Today I found myself back in south Florida. It's an uncanny coincidence that several key players in the Unforgotten 24 storyline all live within a few miles of each other.
Vincent and I met with Joe Rodriguez to cover the first recipient storyline. He welcomed us into his home with lunch and a brief discussion of his uncle's heroics. He shared with us the day he received a call from the president and the joy he experienced when he received the Medal of Honor on behalf of his uncle Miguel Vera. Miguel was originally awarded the Distinguished Service Cross for his heroic acts in Korea during the summer of 1952.
Miguel, like the other 24 men who received Medal of Honor upgrades was believed to have been overlooked because of his hispanic heritage.
Joe, like is uncle, is a native Puerto Rican. They both shared a common love for America that ran as deep as the love for their Island. It was Miguel's valor and sacrifice that inspired Joe to join the Marines many years later.
We learned that Miguel was a selfless and quiet man. He was an artist by trade and often would stop to help destitute people while taking young Joe into town.
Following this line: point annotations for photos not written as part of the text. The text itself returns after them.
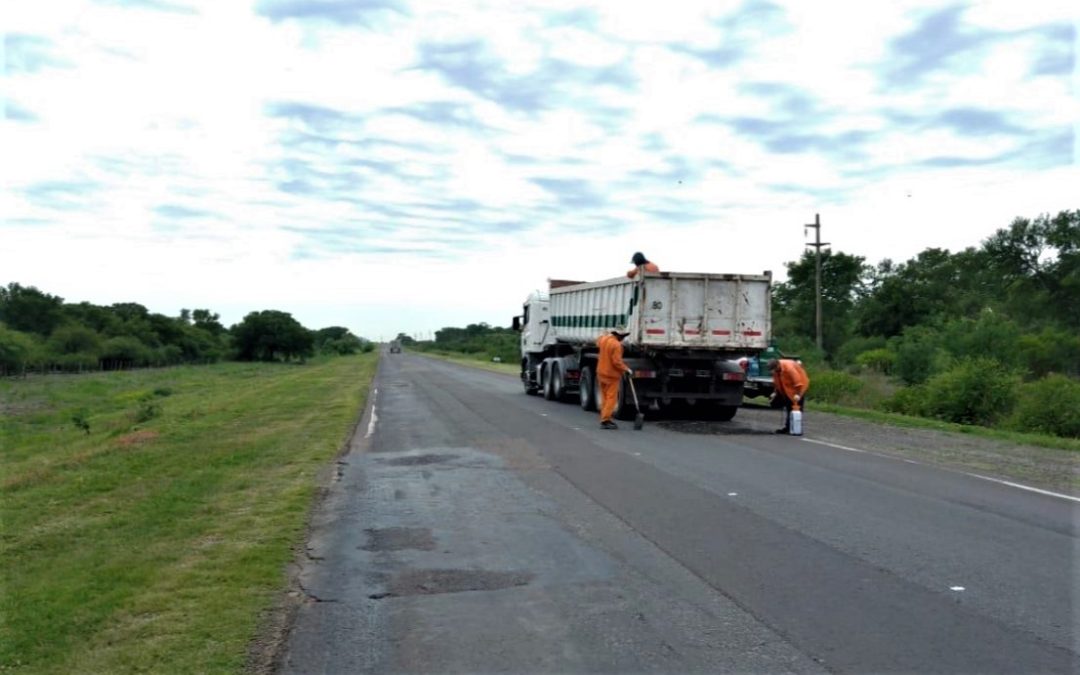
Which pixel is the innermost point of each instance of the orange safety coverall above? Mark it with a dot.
(609, 369)
(790, 380)
(649, 267)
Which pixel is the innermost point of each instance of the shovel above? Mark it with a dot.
(639, 418)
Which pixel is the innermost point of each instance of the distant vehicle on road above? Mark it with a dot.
(686, 334)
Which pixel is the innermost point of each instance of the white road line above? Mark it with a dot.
(967, 473)
(840, 447)
(375, 417)
(1024, 487)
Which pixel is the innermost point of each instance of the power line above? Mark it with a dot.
(817, 277)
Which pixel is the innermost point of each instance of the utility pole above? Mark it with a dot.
(817, 277)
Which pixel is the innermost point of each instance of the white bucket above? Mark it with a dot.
(796, 427)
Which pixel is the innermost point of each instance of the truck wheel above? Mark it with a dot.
(549, 390)
(530, 389)
(623, 404)
(724, 413)
(557, 386)
(586, 392)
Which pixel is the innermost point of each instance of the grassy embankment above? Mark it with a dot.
(148, 516)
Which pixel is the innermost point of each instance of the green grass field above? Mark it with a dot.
(148, 516)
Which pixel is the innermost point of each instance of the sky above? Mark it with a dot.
(399, 166)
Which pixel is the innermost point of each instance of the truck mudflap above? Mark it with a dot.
(690, 380)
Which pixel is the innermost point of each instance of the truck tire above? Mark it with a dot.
(724, 413)
(623, 404)
(586, 391)
(530, 389)
(549, 389)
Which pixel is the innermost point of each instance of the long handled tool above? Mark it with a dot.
(639, 418)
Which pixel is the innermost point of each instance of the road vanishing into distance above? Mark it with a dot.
(472, 528)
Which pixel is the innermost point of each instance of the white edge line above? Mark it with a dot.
(1024, 487)
(967, 473)
(375, 417)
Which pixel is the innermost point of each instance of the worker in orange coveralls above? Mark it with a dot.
(642, 262)
(609, 370)
(790, 385)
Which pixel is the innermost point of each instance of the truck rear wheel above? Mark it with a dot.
(557, 383)
(586, 391)
(530, 387)
(623, 404)
(724, 413)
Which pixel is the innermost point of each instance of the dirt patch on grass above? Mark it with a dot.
(136, 437)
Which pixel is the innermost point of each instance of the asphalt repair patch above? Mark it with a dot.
(436, 581)
(715, 429)
(400, 539)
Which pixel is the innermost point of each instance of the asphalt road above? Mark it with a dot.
(474, 529)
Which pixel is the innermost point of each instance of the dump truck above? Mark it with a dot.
(687, 335)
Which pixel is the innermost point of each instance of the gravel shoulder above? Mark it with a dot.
(1048, 469)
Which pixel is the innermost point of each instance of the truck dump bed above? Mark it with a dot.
(676, 310)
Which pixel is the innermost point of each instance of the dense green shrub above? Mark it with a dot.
(73, 339)
(849, 352)
(919, 354)
(834, 387)
(1052, 350)
(805, 348)
(877, 360)
(1050, 405)
(975, 391)
(989, 336)
(123, 351)
(16, 349)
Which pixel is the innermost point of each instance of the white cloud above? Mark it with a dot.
(157, 170)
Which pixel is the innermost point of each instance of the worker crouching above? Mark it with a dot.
(609, 369)
(790, 385)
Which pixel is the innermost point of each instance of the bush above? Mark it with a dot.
(877, 360)
(849, 352)
(1051, 351)
(919, 354)
(975, 391)
(835, 387)
(16, 350)
(1050, 405)
(123, 351)
(989, 336)
(805, 348)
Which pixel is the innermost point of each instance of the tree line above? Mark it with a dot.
(40, 333)
(989, 335)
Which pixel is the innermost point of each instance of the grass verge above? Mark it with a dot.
(148, 517)
(859, 413)
(921, 422)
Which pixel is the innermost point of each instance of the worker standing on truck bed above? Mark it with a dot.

It was those early memories of Miguel that shaped Joe's character and laid the integral foundation of Vera's actions in Korea.
Being raised in a poor area of Puerto Rico, Miguel seized the opportunity to earn an education and a consistent paycheck from the US Army. His dream was to buy his mother a house with his earnings and so he took the opportunity to enlist at the age of 17.
Listening to Joe's heartbreaking account of Joe's valor really set in the gravity of this project. While in some respects this story does have a happy ending, there was certainly ample heartache that preceded the long awaited medal ceremony. Joe's account of learning that his uncle had been killed in action left me speechless and with a sick feeling in my stomach. There is no doubt that the sacrifice that these men made was enormous.
The takeaway for me was how important it is to communicate the gravity of the sacrifice when editing this film. It's clear that these men should have received the Medal of Honor from the outright and it's a sad reality that they weren't properly recognized for laying down their life to save a fellow soldier's.